After the September BBLISA meeting, several of us adjourned to the CBC for beer and discussion. We quickly got onto the topic of hiring, and I mentioned that I had developed a set of questions I used as a phone screen to decide whether to bring candidates in for face-to-face interviews. By popular request, I offer it to the BBLISA community.

Some of you might be wondering whether posting these questions publically is a good idea; after all, couldn't a potential candidate study these questions and just repeat the answers from memory? I have several replies to this: First, if a candidate is smart enough to be on the BBLISA mailing list, I'd say that already puts them at least a few points ahead. Second, at least some of the questions are designed to show how a candidate thinks about and solves problems, so no amount of memory is going to help.

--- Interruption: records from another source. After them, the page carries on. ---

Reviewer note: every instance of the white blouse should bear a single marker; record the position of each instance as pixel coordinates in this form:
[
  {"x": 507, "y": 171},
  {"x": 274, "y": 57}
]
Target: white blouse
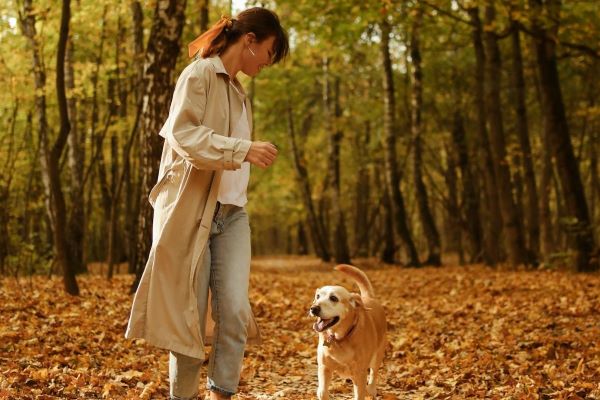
[{"x": 234, "y": 184}]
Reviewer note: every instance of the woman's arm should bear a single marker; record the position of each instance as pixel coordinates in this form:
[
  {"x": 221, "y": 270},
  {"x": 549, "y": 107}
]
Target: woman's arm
[{"x": 185, "y": 133}]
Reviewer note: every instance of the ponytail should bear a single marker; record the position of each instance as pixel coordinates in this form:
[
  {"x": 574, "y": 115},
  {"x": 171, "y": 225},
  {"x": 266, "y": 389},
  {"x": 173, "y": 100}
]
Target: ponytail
[
  {"x": 260, "y": 21},
  {"x": 211, "y": 41}
]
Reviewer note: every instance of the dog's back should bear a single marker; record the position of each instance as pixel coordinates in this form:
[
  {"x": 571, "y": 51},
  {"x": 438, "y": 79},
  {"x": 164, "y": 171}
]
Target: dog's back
[
  {"x": 361, "y": 279},
  {"x": 375, "y": 308}
]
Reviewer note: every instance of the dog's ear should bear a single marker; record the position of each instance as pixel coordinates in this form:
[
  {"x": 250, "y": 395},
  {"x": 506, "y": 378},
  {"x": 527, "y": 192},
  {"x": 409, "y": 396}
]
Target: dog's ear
[{"x": 356, "y": 301}]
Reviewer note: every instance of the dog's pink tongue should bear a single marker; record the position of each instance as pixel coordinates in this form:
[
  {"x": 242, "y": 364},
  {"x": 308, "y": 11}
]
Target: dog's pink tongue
[{"x": 320, "y": 325}]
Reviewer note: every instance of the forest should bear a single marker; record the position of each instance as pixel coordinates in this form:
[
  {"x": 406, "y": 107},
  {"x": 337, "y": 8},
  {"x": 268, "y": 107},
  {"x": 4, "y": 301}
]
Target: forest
[
  {"x": 448, "y": 147},
  {"x": 407, "y": 130}
]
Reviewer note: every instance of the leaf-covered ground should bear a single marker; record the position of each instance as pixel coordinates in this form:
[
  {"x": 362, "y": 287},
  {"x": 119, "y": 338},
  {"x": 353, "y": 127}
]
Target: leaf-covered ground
[{"x": 454, "y": 333}]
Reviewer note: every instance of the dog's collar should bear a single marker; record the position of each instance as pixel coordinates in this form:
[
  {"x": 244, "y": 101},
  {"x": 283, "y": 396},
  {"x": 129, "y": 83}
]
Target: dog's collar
[{"x": 330, "y": 339}]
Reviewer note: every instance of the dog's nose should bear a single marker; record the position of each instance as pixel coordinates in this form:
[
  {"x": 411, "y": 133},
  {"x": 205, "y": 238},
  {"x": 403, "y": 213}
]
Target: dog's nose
[{"x": 315, "y": 310}]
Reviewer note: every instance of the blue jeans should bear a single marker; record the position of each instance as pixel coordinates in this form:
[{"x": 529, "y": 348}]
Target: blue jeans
[{"x": 226, "y": 268}]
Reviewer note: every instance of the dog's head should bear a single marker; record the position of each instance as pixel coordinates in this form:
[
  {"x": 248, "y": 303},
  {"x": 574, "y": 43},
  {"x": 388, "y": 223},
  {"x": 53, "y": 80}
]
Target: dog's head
[{"x": 332, "y": 305}]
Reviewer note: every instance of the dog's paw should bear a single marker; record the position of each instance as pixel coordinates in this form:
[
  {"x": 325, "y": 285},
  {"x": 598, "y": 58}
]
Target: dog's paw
[
  {"x": 322, "y": 394},
  {"x": 372, "y": 391}
]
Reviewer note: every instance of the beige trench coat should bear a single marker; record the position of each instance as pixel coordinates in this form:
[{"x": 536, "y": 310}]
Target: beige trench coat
[{"x": 206, "y": 105}]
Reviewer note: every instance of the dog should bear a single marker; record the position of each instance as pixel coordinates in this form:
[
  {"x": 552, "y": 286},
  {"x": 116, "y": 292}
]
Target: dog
[{"x": 352, "y": 329}]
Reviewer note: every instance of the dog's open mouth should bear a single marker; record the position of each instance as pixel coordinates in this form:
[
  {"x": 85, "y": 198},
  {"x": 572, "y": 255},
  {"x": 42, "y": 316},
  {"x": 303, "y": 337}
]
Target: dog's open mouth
[{"x": 323, "y": 324}]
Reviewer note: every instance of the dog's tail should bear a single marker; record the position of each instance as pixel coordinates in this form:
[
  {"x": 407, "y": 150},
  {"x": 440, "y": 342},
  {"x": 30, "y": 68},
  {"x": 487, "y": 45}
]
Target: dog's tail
[{"x": 363, "y": 282}]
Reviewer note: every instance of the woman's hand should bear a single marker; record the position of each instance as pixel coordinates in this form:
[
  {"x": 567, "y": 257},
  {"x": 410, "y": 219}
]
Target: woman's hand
[{"x": 261, "y": 154}]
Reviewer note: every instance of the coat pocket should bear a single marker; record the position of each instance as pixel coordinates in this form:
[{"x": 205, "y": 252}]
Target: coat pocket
[{"x": 171, "y": 176}]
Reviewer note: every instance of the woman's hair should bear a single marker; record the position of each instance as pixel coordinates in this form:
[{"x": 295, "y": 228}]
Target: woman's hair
[{"x": 262, "y": 22}]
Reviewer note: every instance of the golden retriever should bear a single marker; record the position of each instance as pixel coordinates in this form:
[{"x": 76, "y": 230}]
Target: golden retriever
[{"x": 352, "y": 330}]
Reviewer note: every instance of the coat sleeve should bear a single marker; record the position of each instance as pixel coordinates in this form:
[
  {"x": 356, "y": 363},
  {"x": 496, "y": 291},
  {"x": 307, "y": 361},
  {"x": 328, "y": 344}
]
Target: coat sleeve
[{"x": 195, "y": 142}]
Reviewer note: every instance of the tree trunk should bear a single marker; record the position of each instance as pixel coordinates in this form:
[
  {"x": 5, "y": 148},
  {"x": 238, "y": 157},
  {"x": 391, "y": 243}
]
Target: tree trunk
[
  {"x": 133, "y": 192},
  {"x": 453, "y": 218},
  {"x": 76, "y": 221},
  {"x": 490, "y": 210},
  {"x": 161, "y": 56},
  {"x": 340, "y": 240},
  {"x": 389, "y": 244},
  {"x": 51, "y": 157},
  {"x": 391, "y": 166},
  {"x": 577, "y": 222},
  {"x": 531, "y": 207},
  {"x": 429, "y": 228},
  {"x": 512, "y": 229},
  {"x": 113, "y": 244},
  {"x": 363, "y": 194},
  {"x": 470, "y": 189},
  {"x": 317, "y": 232}
]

I don't expect any but the most senior of candidates to be able to answer all of these questions; besides, that's not the purpose of the screen process. Rather, I'm simply trying to find out what the candidate does and doesn't know, and what depth of knowledge the candidate has. I always make it a point to remind the candidate of this; I also remind them that there are very few "right" answers, and part of the idea is to gain some understand of and insight into how they think about and solve problems.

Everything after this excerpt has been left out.